In his most recent collection, Ozone Journal (2015), the poet Peter Balakian braids the “mental thing” of which da Vinci spoke, with things, as he puts it, “on the horizon.” This new volume extends in feel and atmosphere, as well as in its tripartite form, Balakian’s previous collection of poems, entitled Ziggurat (2010), a marvelous combine, à la Rauschenberg, in which life-writing and grief-work interanimate at scales at once intimate and global. These two works — along with the long poem that inhabits the second section of each of these volumes, a series beginning in Ziggurat (as “A-Train / Ziggurat / Elegy”) and continued in Ozone Journal (as the eponymous “Ozone Journal”) — refine Balakian’s larger poetic project poignantly, with grace and verve.

If his concerns throughout his oeuvre have been with history’s traumatic shards, these recent works have an even more exquisite compression of the proximate and the far-flung, the intimacy with which the global and the earthly is now shared. Indeed a feeling for the collectively shared — a sense that all historical events leave their deposits in each of us — is the broader spirit in which Balakian’s poetry now achingly, now painstakingly proceeds. In this most recent collection, the “Historical” breaks down into personal events and experiences that, while the speaker’s own, are never his own entirely — never, as Thoreau might put it, as a “solitary agent.” Balakian’s is a poetics of the personal vividly mired in the confusions of the impersonal, of crises at various scales that belong more to the thresholds of self than to the self as such — Rimbaud’s “I is the Other” in a globally self-conscious, disaster-strewn age.
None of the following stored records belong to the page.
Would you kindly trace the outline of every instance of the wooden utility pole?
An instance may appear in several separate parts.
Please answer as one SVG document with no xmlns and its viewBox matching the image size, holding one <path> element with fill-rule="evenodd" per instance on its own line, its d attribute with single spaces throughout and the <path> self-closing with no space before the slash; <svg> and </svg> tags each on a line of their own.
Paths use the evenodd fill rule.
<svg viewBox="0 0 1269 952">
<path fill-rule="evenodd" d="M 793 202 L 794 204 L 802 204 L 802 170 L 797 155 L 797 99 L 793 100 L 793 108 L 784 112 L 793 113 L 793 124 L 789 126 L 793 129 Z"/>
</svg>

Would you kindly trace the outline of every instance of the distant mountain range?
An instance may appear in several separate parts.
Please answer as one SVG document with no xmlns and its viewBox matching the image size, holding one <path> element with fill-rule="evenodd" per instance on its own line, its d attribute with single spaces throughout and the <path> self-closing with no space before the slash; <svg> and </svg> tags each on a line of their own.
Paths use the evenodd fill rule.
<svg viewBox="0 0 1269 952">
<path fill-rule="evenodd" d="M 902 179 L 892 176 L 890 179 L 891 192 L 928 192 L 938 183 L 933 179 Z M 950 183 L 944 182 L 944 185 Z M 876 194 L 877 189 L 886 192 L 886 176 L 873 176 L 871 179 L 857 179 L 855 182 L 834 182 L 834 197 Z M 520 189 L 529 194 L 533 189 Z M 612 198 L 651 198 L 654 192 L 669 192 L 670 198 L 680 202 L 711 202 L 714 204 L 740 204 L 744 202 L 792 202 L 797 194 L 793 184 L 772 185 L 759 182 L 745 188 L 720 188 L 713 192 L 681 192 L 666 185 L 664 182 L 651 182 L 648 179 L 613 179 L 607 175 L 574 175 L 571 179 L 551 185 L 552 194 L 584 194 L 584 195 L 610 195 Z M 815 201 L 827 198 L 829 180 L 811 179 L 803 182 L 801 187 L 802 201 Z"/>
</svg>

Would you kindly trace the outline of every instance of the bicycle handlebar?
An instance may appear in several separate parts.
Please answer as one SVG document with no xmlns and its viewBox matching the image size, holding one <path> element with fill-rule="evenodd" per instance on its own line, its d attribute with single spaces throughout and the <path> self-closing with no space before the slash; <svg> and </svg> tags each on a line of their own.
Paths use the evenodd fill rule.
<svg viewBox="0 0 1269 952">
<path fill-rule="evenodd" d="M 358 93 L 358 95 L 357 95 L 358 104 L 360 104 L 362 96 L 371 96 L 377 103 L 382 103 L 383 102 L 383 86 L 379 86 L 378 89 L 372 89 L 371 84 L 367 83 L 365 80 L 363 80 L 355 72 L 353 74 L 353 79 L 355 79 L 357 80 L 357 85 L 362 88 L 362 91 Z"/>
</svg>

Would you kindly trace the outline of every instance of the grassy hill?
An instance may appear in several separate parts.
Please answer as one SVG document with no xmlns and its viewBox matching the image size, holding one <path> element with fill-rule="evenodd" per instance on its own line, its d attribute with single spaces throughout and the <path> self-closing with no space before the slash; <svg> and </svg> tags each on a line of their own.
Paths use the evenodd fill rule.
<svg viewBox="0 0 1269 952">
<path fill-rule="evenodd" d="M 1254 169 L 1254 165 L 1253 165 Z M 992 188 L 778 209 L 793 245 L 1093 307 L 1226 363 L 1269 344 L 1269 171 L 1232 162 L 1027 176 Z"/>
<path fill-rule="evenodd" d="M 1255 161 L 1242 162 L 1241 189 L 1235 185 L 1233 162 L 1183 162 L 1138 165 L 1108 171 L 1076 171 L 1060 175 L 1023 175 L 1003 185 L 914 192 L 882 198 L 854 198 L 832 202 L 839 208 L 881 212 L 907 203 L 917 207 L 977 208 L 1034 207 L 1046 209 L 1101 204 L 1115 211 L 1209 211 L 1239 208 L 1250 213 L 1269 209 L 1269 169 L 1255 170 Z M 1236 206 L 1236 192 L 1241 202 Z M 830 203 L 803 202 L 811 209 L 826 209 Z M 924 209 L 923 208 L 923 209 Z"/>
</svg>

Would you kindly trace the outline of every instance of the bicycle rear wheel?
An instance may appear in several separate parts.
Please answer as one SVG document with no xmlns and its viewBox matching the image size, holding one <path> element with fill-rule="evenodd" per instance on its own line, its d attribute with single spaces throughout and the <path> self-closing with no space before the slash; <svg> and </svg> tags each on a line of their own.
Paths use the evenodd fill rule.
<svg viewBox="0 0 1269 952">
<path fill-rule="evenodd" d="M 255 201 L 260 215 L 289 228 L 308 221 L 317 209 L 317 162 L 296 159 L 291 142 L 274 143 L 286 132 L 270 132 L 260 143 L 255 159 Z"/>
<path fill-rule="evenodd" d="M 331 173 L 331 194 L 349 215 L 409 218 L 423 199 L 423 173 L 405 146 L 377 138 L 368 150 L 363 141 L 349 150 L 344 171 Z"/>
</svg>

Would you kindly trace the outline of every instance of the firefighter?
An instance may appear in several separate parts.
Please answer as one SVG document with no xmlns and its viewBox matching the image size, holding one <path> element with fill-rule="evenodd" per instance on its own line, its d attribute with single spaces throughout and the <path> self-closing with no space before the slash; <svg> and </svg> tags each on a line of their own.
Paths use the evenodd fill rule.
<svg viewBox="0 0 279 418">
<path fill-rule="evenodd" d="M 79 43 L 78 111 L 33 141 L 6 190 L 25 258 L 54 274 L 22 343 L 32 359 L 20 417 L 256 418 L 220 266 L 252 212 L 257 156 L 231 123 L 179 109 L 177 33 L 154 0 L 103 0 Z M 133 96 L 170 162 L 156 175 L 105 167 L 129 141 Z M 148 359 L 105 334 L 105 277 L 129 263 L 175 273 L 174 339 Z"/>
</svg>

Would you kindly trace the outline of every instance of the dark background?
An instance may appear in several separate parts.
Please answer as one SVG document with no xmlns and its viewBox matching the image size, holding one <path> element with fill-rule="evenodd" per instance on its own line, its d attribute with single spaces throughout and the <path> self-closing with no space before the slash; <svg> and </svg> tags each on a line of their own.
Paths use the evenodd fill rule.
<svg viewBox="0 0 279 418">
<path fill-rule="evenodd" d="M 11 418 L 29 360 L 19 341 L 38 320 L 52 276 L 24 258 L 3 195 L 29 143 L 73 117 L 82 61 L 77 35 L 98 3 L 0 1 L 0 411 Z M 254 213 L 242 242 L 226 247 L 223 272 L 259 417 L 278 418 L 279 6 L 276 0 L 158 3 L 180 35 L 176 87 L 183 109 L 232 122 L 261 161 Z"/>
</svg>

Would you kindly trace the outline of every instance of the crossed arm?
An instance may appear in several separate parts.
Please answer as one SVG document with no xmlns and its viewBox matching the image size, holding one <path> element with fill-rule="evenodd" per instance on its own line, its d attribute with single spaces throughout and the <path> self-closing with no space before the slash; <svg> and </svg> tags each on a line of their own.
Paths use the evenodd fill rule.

Through beautifully wrenching instances, Ozone Journal maintains world-historic specificity (“All day I was digging Armenian bones out of the Syrian desert”), while remaining attuned to the smaller fluctuations, more intimate, that impinge upon and make possible a poetic subject’s interiority. These are poems of rapturous diction — of sensuous, geographically specific, felt peregrinations, the wanderings, or dérive, in which our own historical moment would appear to bring forth a seeker confronted by and recording this, our planetary spectacle. But if it is a work in which the global body politic is crisscrossed, examined, anatomized and exhumed, it is simultaneously a work attuned to the most minute genealogies of self, of personal histories, of a kind of biologism at once vulnerable, fraught, ever undergoing erasures, blurs, and disappearances.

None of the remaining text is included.